16 bit 8kHz exceeds the public landline network quality (8 bit companded, 8kHz) and significantly exceeds mobile phone quality (vocoded).
If this does not involve the public network, you should convert the audio to the codec used in your network. If it does, you are already exceeding the capabilities of the network.
Asterisk generally requires recordings in other codecs to not have a WAV, etc., wrapper, but sox can create such files.
Afaik mono WAV, 16bit PCM at 8kHz is the Asterisk native SLN format, which should be fine and transcorded on the fly, isn’t it? But I am grateful for any corrections!
Asterisk format suffixes are case sensitive. There is no SLN format. sln format is not Microsoft WAV, as it has no RIFF wrapper, but is pure media, with no meta data. Asterisk WAV format is is Microsoft WAV format, with GSM encoded audio. For Microsoft WAV format with all the attributes you quote, you need Asterisk wav format.
Ah, all right! Then I communicated that wrongly. I use mono 16bit PCM at 8kHz as raw media with .wav extension.
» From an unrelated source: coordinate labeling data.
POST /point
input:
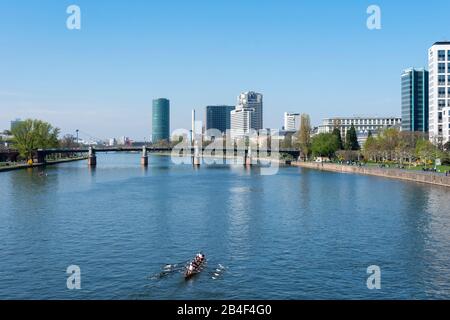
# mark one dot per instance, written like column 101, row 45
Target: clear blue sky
column 315, row 57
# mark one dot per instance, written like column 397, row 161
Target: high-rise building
column 218, row 117
column 252, row 100
column 161, row 120
column 439, row 91
column 14, row 123
column 292, row 121
column 415, row 100
column 242, row 121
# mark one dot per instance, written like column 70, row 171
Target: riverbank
column 420, row 177
column 35, row 165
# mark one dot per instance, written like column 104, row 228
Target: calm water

Sorry for the confusion.
Meanwhile I looked up the G.722 specifications, which are 16bit PCM at 16kHz. So I ask myself how to achieve the best possible audio quality with Playback in regard to G.722.
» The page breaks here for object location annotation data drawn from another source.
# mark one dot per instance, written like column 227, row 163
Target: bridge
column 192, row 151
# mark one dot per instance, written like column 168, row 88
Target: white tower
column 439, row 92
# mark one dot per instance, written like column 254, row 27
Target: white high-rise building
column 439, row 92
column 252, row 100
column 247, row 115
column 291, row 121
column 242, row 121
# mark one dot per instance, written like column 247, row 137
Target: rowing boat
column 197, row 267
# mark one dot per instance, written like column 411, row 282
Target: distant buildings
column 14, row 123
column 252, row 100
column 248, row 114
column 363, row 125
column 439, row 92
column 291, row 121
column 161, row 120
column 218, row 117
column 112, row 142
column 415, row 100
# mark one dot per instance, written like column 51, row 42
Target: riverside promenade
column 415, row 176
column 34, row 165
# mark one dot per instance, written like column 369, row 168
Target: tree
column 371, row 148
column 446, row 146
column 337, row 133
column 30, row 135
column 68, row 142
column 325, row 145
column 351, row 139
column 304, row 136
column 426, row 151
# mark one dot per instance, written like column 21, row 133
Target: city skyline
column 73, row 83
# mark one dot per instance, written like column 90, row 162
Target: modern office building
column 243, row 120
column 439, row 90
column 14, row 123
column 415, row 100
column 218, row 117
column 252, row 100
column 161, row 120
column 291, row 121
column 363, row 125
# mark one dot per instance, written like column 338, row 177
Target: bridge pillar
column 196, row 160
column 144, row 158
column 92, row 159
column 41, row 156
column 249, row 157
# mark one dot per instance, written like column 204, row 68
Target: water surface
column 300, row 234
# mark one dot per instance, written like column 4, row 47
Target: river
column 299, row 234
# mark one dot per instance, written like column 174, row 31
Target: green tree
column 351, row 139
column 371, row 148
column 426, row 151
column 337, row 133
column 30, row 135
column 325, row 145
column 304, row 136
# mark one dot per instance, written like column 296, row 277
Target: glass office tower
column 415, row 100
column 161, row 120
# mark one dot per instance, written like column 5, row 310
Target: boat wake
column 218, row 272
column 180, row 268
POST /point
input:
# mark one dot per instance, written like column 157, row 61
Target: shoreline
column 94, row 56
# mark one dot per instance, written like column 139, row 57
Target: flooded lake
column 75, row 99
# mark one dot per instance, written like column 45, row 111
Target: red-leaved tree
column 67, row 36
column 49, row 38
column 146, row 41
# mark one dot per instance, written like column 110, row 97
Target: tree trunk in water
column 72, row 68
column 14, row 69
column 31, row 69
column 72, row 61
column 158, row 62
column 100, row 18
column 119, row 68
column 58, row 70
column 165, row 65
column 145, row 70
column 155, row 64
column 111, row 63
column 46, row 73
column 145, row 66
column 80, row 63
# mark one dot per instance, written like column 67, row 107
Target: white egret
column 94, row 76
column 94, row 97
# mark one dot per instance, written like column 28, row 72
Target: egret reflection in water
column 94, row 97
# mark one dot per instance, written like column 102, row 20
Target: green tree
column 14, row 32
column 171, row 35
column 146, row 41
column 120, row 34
G.722 is more complex than that, and will have lower quality than 16 bit 16kHz signed linear. Asterisk supports files in raw 16 bit, 16kHz, little endian, mono, signed linear, using the filename extension .sln16, so if you record to that format, you will get no additional losses from transcoding to the variant of G.722 that Asterisk supports, beyond those inherent in using G.722.
In that case, it will have been downgraded to G.711 A-Law (as you are in Europe), or GSM by the time it reaches the caller. The service you are getting from the PSTN is 3.1kHz audio, which means 300 to 3.4kHz. This is sampled at 8kHz to meed the Nyquist sampling criteria and allow a margin for practically realisable anti-aliasing filters.
The service the mobile network provides is speech, which is more restrictive than 3.1kHz audio.